Abruzzo forte e gentile, in ricordo del Rigopiano

Oggi è un anno dalla tragedia di Rigopiano e ci vorrebbe solo il silenzio davanti alle tante morti e i tanti lutti provocati dalla slavina che colpì il resort di Farindola, vicino al Gran Sasso. Un anno fa scrivevo: “La vita e la morte, un grande mistero. Un giornalista, per fare effetto, ha scritto un titolo: 'Dio non è abruzzese'. Si vede che lui non è abruzzese, non partecipa al dolore della gente e lancia frasi per fare colpo sulle persone provate. Dio è abruzzese perché in questo momento è in Croce e partecipa al nostro dolore con il suo. Dal tragico evento di Rigopiano cambieranno i miei occhi: prometto di piangere con chi piange e di ridere con chi ride; prometto di non essere 'cinico' e di non abituarmi al dolore degli altri; prometto che il dolore degli altri può cambiare parte di me e poi parte di chi incontrerò. Rialzaci, Signore, dalla morte e facci essere ancor di più innamorati della vita, ridonandoci la forza e la voglia di pregare e di amare sempre”.

L'uomo dell'Abruzzo

La mia regione è stata segnata nella storia da tanti terremoti e prove, ma la gente è “forte e gentile” ed ha capacità di rialzarsi e rinascere, come la fenice, dalle ceneri più nere. Il nostro scrittore Ignazio Silone dipinge in maniera perfetta la nostra gente: “II destino degli uomini nella regione che da circa otto secoli viene chiamata Abruzzo è stato deciso principalmente dalle montagne… Il fattore costante della loro esistenza è appunto il più primitivo e stabile degli elementi, la natura… Le montagne sono dunque i personaggi più prepotenti della vita abruzzese e la loro particolare conformazione spiega anche il paradosso maggiore della regione che consiste in questo: l’Abruzzo, situato nell’Italia centrale, appartiene in realtà all’Italia meridionale… E questo perché la storia, che quel carattere ha formato, è stata spesso assai dura, oscura e penosa, in un ambiente naturale quanto mai aspro, tra i più tormentati dal clima, dalle alluvioni, dai terremoti. Il carattere peculiare dell’uomo abruzzese non tralignato è dunque un’estrema resistenza al dolore, alla delusione, alla disgrazia; una grande e timorosa fedeltà; un'umile accettazione della “croce” come elemento indissociabile della condizione umana”. Concludo con un canto popolare e la sua traduzione che ci fa comprendere la bellezza dell'Abruzzo: terra di santi e di briganti, terra di eremi, di montagne bellissime e mare azzurro come il cielo.

J'Abbruzze

So' sajitu aju Gran Sassu,          (Son salito sul Gran Sasso,)
so' remastu ammutulitu,             (son rimasto ammutolito,) 
me parea che passu, passu       (mi pareva che passo passo)
se sajesse a j'infinitu.                (si salisse all'infinito.)

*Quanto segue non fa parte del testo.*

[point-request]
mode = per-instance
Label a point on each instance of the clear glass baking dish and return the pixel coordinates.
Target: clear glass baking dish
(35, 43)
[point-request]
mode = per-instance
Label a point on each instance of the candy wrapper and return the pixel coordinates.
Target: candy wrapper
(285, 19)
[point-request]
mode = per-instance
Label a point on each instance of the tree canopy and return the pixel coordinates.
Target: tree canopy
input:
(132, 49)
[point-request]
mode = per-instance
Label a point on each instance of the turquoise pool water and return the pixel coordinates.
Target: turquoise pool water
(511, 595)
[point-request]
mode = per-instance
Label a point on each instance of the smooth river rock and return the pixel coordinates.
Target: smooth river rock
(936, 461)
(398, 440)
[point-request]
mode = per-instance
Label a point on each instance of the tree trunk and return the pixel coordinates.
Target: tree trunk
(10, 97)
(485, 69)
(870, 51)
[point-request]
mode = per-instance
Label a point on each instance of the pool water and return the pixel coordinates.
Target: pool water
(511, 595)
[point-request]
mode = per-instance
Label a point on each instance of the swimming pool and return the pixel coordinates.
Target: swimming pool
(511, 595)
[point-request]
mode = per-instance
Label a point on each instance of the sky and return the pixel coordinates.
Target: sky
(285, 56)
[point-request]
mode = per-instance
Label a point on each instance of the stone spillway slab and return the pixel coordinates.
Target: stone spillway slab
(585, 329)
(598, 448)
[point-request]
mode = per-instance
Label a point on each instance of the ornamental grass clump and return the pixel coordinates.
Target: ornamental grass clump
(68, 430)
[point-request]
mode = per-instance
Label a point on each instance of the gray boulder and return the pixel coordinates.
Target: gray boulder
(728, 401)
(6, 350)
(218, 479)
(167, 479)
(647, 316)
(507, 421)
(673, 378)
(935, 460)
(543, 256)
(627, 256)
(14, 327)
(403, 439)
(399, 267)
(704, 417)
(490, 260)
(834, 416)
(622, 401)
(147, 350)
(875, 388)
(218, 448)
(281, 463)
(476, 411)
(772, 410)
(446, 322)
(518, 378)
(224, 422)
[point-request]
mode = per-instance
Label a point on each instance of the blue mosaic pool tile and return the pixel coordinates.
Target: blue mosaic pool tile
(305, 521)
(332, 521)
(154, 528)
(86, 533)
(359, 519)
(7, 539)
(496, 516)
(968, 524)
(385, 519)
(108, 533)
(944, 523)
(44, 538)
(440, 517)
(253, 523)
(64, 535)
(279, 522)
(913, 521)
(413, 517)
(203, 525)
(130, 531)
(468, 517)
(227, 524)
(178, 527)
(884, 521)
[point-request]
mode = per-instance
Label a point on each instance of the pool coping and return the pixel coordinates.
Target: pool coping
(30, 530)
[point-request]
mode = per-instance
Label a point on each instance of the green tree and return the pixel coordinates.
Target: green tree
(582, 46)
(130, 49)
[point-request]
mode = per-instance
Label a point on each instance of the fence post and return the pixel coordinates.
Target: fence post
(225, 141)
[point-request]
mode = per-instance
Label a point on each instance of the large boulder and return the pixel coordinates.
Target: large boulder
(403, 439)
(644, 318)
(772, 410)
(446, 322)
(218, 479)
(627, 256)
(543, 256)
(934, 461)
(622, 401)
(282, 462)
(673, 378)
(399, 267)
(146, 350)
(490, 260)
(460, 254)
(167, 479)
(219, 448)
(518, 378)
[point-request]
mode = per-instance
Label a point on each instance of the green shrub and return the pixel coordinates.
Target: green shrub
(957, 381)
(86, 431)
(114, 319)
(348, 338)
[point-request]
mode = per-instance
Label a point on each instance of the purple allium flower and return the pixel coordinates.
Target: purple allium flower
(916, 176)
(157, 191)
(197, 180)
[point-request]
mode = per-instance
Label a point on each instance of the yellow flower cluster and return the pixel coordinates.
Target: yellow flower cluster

Che turchinu, quante mare,       (Che turchino, quanto mare,)
che silenzie, che bellezze,         (che silenzio, che bellezza,)
pure Roma e j'atru mare            (pure Roma e l'altro mare)
se vedea da quell'ardezza.         (si vedevan da quell'altezza.)

Po' so' jitu alla Majella,               (Poi sono andato sulla Maiella,) 
la muntagne è tutta 'n fiore,        (la montagna è tutta in fiore,)
quant'è belle, quant'è belle,        (quant'è bella, quant'è bella)
pare fatta pe' l'amore.                (pare fatta per l'amore.)

Quantu sole, quanta pace,         (Quanto sole, quanta pace)
che malia la ciaramella,             (che malia la ciaramella,)
ju pastore veja e tace                (il pastore veglia e tace)
pare ju Ddiu della Majella.          (pare il Dio della Maiella.)